Just wondering about others who have experienced being a caregiver for a cancer patient and are now a cancer patient as well. My husband has prostate cancer and had bladder cancer. I was with my daughter through her breast cancer last year and this year. Now I'm a breast cancer patient. I've seen so much not only in terms of medical treatment but in terms of emotions, fears, side effects. It's overwhelming.

  1. I haven’t been a caregiver for another cancer patient, but I have been a caregiver for my wife who is a paraplegic.
    In 2012 I was diagnosed with Multiple Myeloma Cancer which is incurable, and in 2019 I was diagnosed with Prostate Cancer.
    My wife was so sure that I was going to die and started grabbing control of everything and pushing me away.
    As a guy my focus was on survival beyond the statistics and providing for my family. I didn’t know any better!
    I researched and worked through all of my treatments and beat the odds with my Myeloma and so when I was diagnosed with Prostate Cancer I did the same thing. I got second opinions and research what was the right treatment for me despite the fact that most guys have surgery even when they don’t need it.
    I found that being on hormone therapy could put me at risk of relapse with my Myeloma so I chose SBRT which has proven to be the right choice for me.
    Now that I have made it 3 years past my treatment for Prostate and I am 10 years post stem cell transplant for my Multiple Myeloma, I find myself in the caregiver position again.
    It comes with challenges, and there are times I thought of giving up on being there for someone who could not reciprocate, but I love my wife and could not even see myself with someone else as I still view myself as damaged merchandise.
    Next month will be 35 years that we have been married and while I was ready to walk away this year if our relationship didn’t improve here I am taking care of her again.

    1. It's so hard being a caregiver and it's hard being a patient.
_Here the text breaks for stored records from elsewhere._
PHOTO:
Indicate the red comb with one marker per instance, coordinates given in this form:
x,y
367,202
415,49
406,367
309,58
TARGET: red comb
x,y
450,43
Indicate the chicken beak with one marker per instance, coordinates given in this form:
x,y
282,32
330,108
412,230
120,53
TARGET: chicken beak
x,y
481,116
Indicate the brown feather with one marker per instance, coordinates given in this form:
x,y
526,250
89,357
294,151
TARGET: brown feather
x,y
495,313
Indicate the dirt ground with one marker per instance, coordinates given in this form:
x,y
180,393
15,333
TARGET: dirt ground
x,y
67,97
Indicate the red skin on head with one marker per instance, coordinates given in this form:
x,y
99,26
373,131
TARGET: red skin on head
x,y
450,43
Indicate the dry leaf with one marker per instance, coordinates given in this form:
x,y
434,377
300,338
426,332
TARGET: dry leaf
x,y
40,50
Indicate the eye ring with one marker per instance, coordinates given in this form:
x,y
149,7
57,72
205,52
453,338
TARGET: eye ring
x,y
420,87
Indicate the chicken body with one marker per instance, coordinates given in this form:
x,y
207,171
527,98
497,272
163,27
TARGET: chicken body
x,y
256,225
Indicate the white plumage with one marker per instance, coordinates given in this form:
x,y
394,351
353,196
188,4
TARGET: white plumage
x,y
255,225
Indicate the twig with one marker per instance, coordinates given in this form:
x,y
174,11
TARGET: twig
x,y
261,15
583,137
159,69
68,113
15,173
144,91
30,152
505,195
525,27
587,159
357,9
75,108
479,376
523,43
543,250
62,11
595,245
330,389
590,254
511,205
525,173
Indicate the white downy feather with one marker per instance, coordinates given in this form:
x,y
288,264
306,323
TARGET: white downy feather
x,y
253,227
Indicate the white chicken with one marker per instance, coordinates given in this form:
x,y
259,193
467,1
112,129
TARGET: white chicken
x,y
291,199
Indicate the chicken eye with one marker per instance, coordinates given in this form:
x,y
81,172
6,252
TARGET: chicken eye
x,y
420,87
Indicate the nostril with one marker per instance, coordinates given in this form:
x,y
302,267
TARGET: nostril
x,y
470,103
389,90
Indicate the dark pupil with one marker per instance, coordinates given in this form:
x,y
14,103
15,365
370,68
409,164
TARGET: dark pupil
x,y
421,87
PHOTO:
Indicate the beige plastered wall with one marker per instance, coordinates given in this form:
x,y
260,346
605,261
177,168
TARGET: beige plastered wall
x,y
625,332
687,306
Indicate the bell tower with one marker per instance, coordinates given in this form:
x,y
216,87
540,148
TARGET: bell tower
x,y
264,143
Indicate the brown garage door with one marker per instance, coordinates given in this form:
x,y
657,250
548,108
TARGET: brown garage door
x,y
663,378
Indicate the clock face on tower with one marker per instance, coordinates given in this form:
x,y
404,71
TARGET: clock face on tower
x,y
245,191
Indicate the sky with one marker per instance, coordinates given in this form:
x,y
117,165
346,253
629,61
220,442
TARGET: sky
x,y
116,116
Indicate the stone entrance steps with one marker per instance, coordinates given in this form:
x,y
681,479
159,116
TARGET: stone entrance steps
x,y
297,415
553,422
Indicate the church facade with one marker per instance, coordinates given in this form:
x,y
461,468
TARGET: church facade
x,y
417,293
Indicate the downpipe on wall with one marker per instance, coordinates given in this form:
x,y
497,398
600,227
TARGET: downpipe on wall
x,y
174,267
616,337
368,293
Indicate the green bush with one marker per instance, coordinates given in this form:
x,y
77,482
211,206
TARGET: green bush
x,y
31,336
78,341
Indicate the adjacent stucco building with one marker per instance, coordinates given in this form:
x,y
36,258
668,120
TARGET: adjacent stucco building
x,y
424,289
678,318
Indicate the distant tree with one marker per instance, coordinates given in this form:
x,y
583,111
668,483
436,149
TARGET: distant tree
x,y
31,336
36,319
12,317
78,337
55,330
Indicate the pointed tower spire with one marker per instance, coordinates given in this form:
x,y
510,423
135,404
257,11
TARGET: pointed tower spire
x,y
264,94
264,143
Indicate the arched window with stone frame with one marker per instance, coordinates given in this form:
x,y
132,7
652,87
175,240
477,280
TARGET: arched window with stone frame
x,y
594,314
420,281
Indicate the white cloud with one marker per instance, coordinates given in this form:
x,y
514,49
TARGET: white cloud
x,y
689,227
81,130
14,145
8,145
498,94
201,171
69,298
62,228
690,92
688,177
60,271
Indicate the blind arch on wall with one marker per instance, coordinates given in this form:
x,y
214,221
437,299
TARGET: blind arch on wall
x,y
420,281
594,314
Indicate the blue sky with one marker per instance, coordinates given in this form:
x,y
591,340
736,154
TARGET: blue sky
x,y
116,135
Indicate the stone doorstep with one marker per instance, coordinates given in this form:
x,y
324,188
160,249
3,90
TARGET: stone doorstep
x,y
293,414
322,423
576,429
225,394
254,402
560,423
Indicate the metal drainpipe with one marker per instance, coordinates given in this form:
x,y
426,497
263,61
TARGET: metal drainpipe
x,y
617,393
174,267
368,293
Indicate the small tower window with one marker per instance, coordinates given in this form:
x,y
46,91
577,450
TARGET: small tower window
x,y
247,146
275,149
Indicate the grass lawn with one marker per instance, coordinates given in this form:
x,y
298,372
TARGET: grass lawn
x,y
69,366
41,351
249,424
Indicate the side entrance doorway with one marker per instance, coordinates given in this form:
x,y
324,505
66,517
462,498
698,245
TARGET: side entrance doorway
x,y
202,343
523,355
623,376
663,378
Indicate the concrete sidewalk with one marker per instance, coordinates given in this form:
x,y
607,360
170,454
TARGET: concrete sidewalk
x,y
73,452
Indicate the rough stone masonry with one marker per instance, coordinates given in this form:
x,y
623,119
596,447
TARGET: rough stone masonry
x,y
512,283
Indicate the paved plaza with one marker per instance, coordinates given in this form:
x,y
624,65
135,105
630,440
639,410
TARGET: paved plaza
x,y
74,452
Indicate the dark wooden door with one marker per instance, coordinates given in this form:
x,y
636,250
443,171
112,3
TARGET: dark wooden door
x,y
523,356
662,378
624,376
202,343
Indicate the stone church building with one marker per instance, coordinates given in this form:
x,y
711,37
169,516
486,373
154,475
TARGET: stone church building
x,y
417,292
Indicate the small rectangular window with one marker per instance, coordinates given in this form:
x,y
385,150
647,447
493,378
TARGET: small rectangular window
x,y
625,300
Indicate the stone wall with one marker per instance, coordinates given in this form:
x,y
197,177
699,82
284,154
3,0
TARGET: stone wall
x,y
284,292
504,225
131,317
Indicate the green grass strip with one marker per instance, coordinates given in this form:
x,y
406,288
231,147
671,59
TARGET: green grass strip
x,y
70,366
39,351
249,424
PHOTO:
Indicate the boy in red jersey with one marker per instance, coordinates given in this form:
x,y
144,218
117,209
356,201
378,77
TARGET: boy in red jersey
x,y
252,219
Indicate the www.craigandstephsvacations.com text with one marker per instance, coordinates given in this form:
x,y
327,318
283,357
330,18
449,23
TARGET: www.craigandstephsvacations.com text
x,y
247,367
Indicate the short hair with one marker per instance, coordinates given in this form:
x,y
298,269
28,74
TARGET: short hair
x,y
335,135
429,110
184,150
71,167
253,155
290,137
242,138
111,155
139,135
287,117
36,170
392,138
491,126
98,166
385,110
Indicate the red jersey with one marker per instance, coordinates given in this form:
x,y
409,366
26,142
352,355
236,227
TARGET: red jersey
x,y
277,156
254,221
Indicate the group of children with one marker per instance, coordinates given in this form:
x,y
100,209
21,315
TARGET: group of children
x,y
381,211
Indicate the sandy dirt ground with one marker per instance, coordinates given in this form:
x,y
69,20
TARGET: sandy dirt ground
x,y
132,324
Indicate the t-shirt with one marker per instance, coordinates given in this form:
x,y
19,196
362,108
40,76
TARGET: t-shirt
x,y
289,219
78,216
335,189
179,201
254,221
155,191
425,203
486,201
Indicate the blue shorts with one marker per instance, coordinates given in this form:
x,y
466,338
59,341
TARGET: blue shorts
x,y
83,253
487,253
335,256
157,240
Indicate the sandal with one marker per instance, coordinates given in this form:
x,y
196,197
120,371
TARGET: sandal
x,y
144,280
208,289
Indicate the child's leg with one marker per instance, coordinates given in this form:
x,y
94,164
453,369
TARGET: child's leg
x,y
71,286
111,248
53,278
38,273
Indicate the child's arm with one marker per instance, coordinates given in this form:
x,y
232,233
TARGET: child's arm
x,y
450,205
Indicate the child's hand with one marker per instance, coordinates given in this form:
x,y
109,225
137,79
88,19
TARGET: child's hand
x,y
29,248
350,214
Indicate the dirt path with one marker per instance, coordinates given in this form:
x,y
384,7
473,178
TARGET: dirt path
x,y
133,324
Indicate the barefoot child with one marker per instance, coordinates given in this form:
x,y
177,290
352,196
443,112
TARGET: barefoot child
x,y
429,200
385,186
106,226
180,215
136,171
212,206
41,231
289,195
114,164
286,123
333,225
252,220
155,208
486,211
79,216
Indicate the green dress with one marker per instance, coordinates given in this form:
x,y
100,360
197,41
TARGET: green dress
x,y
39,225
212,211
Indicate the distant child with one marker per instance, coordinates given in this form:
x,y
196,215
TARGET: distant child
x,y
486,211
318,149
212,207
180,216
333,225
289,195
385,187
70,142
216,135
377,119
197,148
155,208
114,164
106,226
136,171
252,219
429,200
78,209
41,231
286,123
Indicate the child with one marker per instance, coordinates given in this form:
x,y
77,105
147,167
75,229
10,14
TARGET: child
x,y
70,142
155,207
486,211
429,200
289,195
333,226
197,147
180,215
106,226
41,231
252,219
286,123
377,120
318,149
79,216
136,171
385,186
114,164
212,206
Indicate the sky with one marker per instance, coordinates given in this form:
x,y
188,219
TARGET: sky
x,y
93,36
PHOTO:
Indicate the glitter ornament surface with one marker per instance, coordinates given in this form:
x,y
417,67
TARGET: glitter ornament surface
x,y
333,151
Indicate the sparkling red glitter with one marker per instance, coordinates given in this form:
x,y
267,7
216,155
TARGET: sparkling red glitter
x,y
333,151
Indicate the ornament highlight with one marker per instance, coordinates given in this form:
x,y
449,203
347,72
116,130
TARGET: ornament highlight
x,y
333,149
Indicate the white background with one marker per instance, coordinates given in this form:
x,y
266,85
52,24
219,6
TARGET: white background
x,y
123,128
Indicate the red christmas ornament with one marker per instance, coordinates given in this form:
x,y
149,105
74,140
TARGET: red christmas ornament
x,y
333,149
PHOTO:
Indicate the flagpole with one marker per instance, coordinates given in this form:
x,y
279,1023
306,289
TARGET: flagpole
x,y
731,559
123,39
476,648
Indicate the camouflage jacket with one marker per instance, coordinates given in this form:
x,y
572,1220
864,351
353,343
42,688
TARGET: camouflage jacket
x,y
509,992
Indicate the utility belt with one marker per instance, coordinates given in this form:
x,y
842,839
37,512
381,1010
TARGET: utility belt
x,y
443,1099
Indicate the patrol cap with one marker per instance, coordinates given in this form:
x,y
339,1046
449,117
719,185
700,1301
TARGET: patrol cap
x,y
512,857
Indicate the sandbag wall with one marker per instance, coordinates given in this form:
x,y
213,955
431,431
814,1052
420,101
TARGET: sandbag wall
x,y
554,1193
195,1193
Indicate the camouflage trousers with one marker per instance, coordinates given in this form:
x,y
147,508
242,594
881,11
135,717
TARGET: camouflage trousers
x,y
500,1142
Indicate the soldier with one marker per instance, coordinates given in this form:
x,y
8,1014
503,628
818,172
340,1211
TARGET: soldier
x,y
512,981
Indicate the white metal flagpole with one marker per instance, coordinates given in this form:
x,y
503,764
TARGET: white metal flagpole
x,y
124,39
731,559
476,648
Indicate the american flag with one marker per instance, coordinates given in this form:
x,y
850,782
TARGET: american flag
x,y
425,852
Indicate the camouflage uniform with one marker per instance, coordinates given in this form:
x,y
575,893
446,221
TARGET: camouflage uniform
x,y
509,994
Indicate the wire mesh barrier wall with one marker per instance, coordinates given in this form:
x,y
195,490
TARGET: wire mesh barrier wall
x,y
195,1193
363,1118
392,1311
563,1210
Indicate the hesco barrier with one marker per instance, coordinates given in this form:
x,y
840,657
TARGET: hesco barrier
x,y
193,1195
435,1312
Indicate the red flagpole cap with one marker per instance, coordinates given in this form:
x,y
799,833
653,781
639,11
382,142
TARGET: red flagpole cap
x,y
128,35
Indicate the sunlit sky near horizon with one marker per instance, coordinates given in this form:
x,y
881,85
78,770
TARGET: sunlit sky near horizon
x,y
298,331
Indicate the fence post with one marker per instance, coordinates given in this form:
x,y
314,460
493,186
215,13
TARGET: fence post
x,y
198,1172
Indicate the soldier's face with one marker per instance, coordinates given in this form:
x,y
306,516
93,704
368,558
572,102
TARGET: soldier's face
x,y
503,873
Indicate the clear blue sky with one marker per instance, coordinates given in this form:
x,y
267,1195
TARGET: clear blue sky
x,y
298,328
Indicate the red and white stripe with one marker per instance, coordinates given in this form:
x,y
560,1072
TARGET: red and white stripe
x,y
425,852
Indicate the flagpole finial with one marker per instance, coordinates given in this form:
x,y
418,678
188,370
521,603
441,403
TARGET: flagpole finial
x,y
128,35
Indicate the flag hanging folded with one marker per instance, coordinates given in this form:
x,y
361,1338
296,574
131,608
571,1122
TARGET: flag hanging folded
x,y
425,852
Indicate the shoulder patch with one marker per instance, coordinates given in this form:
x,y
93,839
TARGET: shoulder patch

Being both can sometimes seem impossible. Yet we work through it and march on. That's exactly what you did. You didn't give up on yourself and you didn't give up on your wife. That takes strength, commitment, love and lots of time. And lots of energy! Yet when we are exhausted but also need energy to take care of the people we love we somehow we find that energy an strength. Best wishes to both you and your wife ad you reach 35 years and start moving in year #36. Congratulations.